In Ted Cruz’s speech to announce his candidacy for the 2016 presidential election, he mentioned that he “took over $100,000 in school loans, loans I suspect a lot of ya’ll can relate to, loans that I’ll point out I just paid off a few years ago”. Though Cruz may have some personal experience with student loans, what it his political stance on the issue?

With only a few years in the Senate, Cruz's political record is limited, though revealing. As a Senate nominee in 2012, he argued that the US Department of Education should be abolished. When his opponent pointed to the implications this abolishment would have on federal student loans, Cruz countered by stating, “We should take the funding, give it to the states and put the states in the position to make the decisions how to have the greatest impact in their communities”.

Later, during his Senate career, Cruz introduced an amendment that would have had significant consequences for student borrowers.
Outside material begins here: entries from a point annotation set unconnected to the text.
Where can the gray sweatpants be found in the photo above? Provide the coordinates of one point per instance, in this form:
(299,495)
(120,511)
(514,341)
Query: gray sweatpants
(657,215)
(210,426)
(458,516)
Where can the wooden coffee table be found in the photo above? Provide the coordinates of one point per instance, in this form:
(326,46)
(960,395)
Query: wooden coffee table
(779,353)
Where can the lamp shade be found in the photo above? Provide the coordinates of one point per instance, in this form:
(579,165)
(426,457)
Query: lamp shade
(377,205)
In March 2013, he proposed an amendment to repeal the Health Care and Education Reconciliation Act of 2010. Though both the original law’s and Cruz’s amendment were primarily focused on healthcare, the Health Care and Education Reconciliation Act provided transformative changes to student loans. It shifted loans from private banks to federal direct lending, lowered monthly payments for income-based repayment plans, and greatly expanded Pell grants. In his floor speech on the proposed amendment, Cruz did not mention one word about the implications his amendment would have on student borrowers.

During the summer of 2013, there was a showdown between Democrats and Republicans centered on student loan interest rates, which were due to double that July. Throughout the debates and back-and-forth proposals, Cruz maintained the party line. He voted in favor of the bipartisan bill that became law in July 2013, which capped student loan interest rates and fixed them for the life of the loan. Though this bill was not as beneficial to student borrowers as the Democrats’ versions, it did retroactively stop the doubling of interest rates, which was definitely in the best interest of borrowers.
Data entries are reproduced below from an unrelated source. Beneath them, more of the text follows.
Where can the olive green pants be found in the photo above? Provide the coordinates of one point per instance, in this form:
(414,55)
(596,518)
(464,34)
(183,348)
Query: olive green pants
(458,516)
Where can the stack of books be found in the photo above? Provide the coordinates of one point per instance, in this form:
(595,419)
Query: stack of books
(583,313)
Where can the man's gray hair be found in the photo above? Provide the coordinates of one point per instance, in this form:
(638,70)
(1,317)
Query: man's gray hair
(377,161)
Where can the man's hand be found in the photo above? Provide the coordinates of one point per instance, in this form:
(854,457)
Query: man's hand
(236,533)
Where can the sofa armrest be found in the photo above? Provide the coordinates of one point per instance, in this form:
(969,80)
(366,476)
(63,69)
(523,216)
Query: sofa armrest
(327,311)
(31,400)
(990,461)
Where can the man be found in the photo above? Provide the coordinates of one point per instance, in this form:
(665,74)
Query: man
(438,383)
More recently in 2014, Cruz voted to prevent Senator Warren’s Student Emergency Loan Refinancing Act from proceeding to the Senate floor.

Despite his attempt to relate to students in his announcement speech at Liberty University, Cruz’s actions on student debt reform have been mixed. Though not out-rightly against aiding student borrowers, his political priorities clearly lay elsewhere—with shrinking big government, strengthening states’ rights, and expanding the private sector.